The Edinburgh-based firm, which has developed an AI platform to automate and streamline legal operations, secured the valuation following a $25 million Series A funding round led by Index Ventures. Scottish Enterprise also participated in the investment.
Founded in 2023 by Ross McNairn, Volodymyr Giginiak and Robbie Falkenthal, Wordsmith AI has already signed up hundreds of corporate clients, including Trustpilot, Deliveroo and edtech firm Multiverse.
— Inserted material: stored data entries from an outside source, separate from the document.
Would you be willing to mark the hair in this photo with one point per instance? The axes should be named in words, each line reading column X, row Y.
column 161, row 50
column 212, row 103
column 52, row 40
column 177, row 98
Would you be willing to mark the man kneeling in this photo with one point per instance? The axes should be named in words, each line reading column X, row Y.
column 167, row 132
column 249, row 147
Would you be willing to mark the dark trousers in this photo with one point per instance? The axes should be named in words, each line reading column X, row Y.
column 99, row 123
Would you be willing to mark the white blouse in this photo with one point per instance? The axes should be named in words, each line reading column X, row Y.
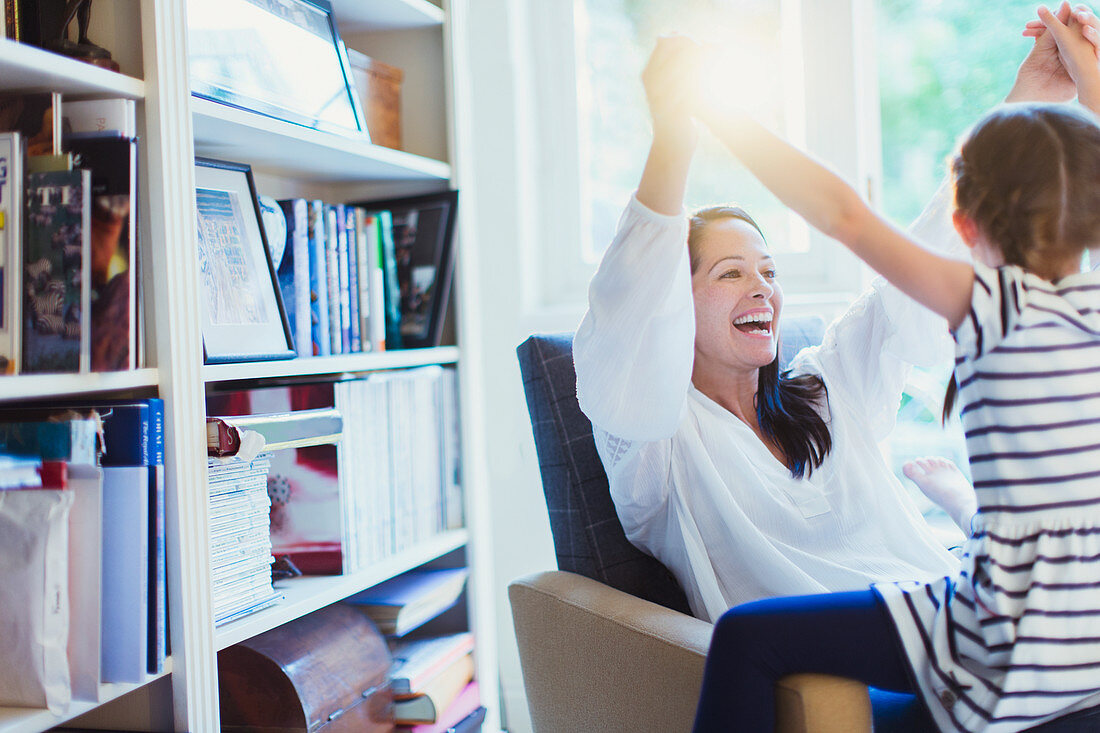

Its software acts as an “air traffic control” system for legal teams, deploying fleets of trained AI agents to handle tasks such as processing queries, reviewing documents and managing compliance workflows.
“This is about building a generational technology company from a base in Scotland,” said CEO McNairn. “While we are the fastest-ever Scottish startup to reach a valuation of over $100 million, what’s more important is that we’re helping to build an AI ecosystem here.”
Wordsmith is now preparing to open offices in London and New York later this year to support its international expansion.
A qualified lawyer who retrained as a software engineer, McNairn began his tech career at Edinburgh travel unicorn Skyscanner, where he rose to head of product. He initially made contact with Skyscanner co-founder Gareth Williams by sending a speculative email asking for advice — a meeting that proved transformative. Williams is now one of Wordsmith’s backers.
“There’s a strong culture in Scotland of helping others into the start-up ecosystem,” said Williams. “Ross struck me as smart, curious and entrepreneurial, and what he’s building with Wordsmith is genuinely exciting. It’s about creating new value — not just automating existing work, but rethinking how legal teams operate.”
At the heart of Wordsmith’s offering is a shift in how corporate legal departments function. Rather than simply replacing tasks, the platform enables teams to build, train and deploy AI “agents” that can respond to internal queries, process contracts and reduce deal cycles — all with human oversight.
McNairn believes this signals a fundamental evolution in the legal profession. “We’re witnessing the birth of an entirely new role: the legal engineer,” he said. “These are professionals trained to manage and optimise AI tools within legal teams. Our mission is to re-skill an entire generation of legal talent to do just that.”
Wordsmith’s rapid ascent also reflects a wider trend in enterprise AI adoption, particularly in sectors that have historically been slower to embrace digital transformation. The legal industry, often reliant on manual processes and expensive external counsel, has emerged as a prime candidate for disruption.
With this latest investment, Wordsmith plans to scale up its engineering and customer success teams, and expand its AI infrastructure to support more complex use cases across multiple industries. The company says its platform is already being used not only by legal departments but also in compliance, procurement and HR.
“AI is no longer just a buzzword — it’s being embedded across entire enterprises,” McNairn added. “Our customers aren’t just experimenting with it, they’re building real workflows and seeing tangible ROI. And we’re only getting started.”